Al mismo tiempo, Cristina Fernández enfrentaba el fin de su mandato utilizando su supuesta enfermedad para apelar a la lástima en lugar de a la responsabilidad. No se trata de negar la empatía que merece cualquier persona que enfrente un problema de salud, sino de exigir a los políticos el mismo estándar que se pide a cualquier trabajador: si no puedes cumplir con tu labor, alguien más debe hacerlo. ¿Qué diríamos si un médico, un maestro o un trabajador de cualquier industria dijera: “No puedo hacer mi trabajo porque estoy enfermo, pero mantendré mi salario y mi puesto indefinidamente”? La respuesta sería clara: no es viable.
Y sin embargo, los políticos se mantienen en sus puestos, con inmunidad política y mediática, mientras el pueblo—ese mismo que votó por ellos—se enfrenta a una realidad en la que perder el empleo por enfermedad es una posibilidad real y constante. El pueblo necesita líderes que estén a tiempo completo, que enfrenten las crisis con claridad y que tengan la capacidad de tomar decisiones cruciales. No es suficiente que un líder sea carismático o que inspire simpatía si no puede cumplir con las responsabilidades que el cargo exige.
Lo más irónico de todo esto es que mientras los políticos juegan con las emociones del electorado, la desigualdad sigue latente. El poder político, al contrario de lo que se predica, no siempre está al servicio del pueblo. En vez de construir un sistema equitativo donde todos, enfermos o no, tengan las mismas oportunidades, se perpetúa la idea de que aquellos en el poder tienen el derecho de mantener sus posiciones, sin importar su capacidad real de gobernar.
En política, como en cualquier otro trabajo, debe prevalecer la eficiencia, el compromiso y la transparencia. Si un político no puede cumplir con su labor a causa de una enfermedad, es su deber—no su derecho—dar un paso al costado y dejar que alguien más, con la energía y capacidad necesarias, tome las riendas.

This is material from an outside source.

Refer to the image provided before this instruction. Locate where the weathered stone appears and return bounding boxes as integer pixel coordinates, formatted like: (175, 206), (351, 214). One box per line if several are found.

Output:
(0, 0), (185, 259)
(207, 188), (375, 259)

La salud es un derecho humano, y la empatía hacia aquellos que enfrentan enfermedades es fundamental. Pero cuando se utiliza como un recurso de manipulación, cuando se convierte en un blindaje político, estamos ante una falta ética grave. Los ciudadanos no pueden permitirse líderes a medio tiempo. Como en cualquier otro trabajo, los políticos deben rendir cuentas por su desempeño, y si no pueden cumplir, entonces, como cualquier otro, deben ser relevados de sus funciones.